JAKARTA — Eks wakil menteri ESDM era Presiden ke-6 SBY, Rudi Rubiandini, mengatakan penurunan harga minyak mentah dunia tak melulu menguntungkan. Ada juga kerugian yang dipikul bersamaan dampak yang timbul di industri hulu dan hilir.

Pada prinsipnya, kejatuhan harga minyak dunia memberi untung dan rugi bagi negara, termasuk pemangku kepentingan lainnya, seperti Bank Indonesia (BI), dunia usaha, hingga masyarakat umum.

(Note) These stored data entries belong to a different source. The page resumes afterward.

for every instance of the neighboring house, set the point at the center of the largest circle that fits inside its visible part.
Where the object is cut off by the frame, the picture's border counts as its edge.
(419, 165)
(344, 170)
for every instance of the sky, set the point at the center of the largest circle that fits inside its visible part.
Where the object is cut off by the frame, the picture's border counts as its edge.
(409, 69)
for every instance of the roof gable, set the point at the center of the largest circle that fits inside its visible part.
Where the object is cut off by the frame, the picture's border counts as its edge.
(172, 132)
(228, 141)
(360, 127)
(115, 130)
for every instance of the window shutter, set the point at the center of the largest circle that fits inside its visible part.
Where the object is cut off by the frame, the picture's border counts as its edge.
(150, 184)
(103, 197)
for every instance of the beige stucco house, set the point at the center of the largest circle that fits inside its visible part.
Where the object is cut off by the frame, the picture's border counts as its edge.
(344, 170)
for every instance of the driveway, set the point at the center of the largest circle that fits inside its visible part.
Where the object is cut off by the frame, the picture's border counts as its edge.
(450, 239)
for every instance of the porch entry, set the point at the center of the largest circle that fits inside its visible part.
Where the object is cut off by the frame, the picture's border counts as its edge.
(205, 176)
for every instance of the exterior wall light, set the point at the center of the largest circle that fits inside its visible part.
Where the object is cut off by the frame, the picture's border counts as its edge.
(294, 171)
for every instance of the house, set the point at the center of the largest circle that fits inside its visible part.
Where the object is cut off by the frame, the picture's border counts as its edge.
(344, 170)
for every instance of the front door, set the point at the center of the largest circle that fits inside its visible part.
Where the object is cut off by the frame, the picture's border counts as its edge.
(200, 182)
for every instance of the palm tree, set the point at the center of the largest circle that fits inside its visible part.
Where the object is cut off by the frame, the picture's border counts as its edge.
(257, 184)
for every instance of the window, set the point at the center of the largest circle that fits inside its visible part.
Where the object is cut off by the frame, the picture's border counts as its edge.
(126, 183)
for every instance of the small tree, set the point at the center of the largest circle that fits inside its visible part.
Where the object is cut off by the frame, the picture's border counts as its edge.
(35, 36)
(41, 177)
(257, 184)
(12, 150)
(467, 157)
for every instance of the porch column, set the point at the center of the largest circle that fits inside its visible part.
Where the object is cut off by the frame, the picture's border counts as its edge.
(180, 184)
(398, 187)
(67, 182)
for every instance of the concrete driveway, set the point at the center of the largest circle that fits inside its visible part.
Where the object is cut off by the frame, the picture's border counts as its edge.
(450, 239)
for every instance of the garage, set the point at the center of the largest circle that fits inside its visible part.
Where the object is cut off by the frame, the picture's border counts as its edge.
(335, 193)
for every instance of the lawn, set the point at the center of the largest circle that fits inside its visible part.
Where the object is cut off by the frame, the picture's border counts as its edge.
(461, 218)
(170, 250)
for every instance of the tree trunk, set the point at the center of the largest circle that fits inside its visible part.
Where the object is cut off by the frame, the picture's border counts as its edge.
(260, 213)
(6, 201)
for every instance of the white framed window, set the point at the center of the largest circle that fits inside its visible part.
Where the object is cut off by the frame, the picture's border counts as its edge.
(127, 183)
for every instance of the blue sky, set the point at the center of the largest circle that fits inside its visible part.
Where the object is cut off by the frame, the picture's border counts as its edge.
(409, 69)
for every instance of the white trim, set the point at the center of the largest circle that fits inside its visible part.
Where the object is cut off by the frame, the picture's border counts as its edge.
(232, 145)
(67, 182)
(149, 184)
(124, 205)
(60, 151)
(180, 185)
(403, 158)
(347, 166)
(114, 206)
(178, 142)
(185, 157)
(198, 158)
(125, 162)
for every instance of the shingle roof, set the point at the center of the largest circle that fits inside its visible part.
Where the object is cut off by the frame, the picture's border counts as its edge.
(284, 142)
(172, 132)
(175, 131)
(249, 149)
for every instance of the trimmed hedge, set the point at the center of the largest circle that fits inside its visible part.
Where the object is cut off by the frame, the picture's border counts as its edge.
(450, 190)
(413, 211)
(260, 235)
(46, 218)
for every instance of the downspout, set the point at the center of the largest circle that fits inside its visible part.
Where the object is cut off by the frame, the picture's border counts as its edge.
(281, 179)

Dari sisi hulu, penurunan harga minyak mentah dunia hingga menyentuh kisaran US$20 per barel hanya memberikan kerugian bagi sektor ini, baik kepada negara maupun dunia usaha. Sebab, negara akan kehilangan penerimaan pajak dari kelangsungan bisnis hulu minyak.

“Secara ekuivalen (nilai), terjadi pengurangan pendapatan APBN migas sebesar US$8,2 miliar per tahun atau sekitar Rp130 triliun berkurang dari (pendapatan) migas setahun lalu,” ujar Rudi, Senin (27/4).

Proyeksi itu muncul dari estimasi awal penerimaan pajak migas mencapai US$30 juta per hari dikurangi estimasi setelah penurunan harga minyak mentah sekitar US$7,5 juta per hari. Kedua estimasi merujuk pada penurunan harga minyak dari US$60 menjadi US$20 per barel dan produksi dari 750 ribu menjadi 550 ribu barel per hari.

Sementara bagi industri, penurunan harga minyak dunia jelas akan menurunkan tingkat pendapatan dunia usaha. Namun, penurunannya berbeda-beda masing-masing perusahaan, bergantung besaran produksi dan tingkat keefisienan biaya produksi.

Sedangkan dari sisi hilir, penurunan harga minyak mentah dunia akan memberi keuntungan bagi Bank Indonesia (BI). Pasalnya, Indonesia merupakan negara net importir minyak.

Harga minyak yang tinggi dan volume yang tidak sedikit membuat BI perlu menyediakan devisa untuk kebutuhan impor berkisar US$60 juta per hari dengan asumsi harga US$60 per barel dan volume impor 1 juta barel.

Namun, dengan penurunan harga minyak dan kebutuhan impor, Rudi memperkirakan BI hanya perlu menyediakan devisa sekitar US$14 juta per hari.

“Ini memberikan keuntungan bagi BI, sehingga kebutuhan devisa bisa berkurang sekitar US$46 juta per hari. Ekuivalennya bisa berkurang hampir US$17 miliar per tahun kalau harga minyak stabil rendah terus,” terang Rudi.

Keuntungan juga akan dirasakan oleh negara. Sebab, anggaran subsidi BBM yang mencapai US$20,8 triliun dari asumsi ICP US$63 per barel akan merosot jauh.

“Yang pasti anggaran subsidi jadi lebih murah. Ini seharusnya bisa membuat rakyat mendapat BBM lebih murah juga,” ucapnya.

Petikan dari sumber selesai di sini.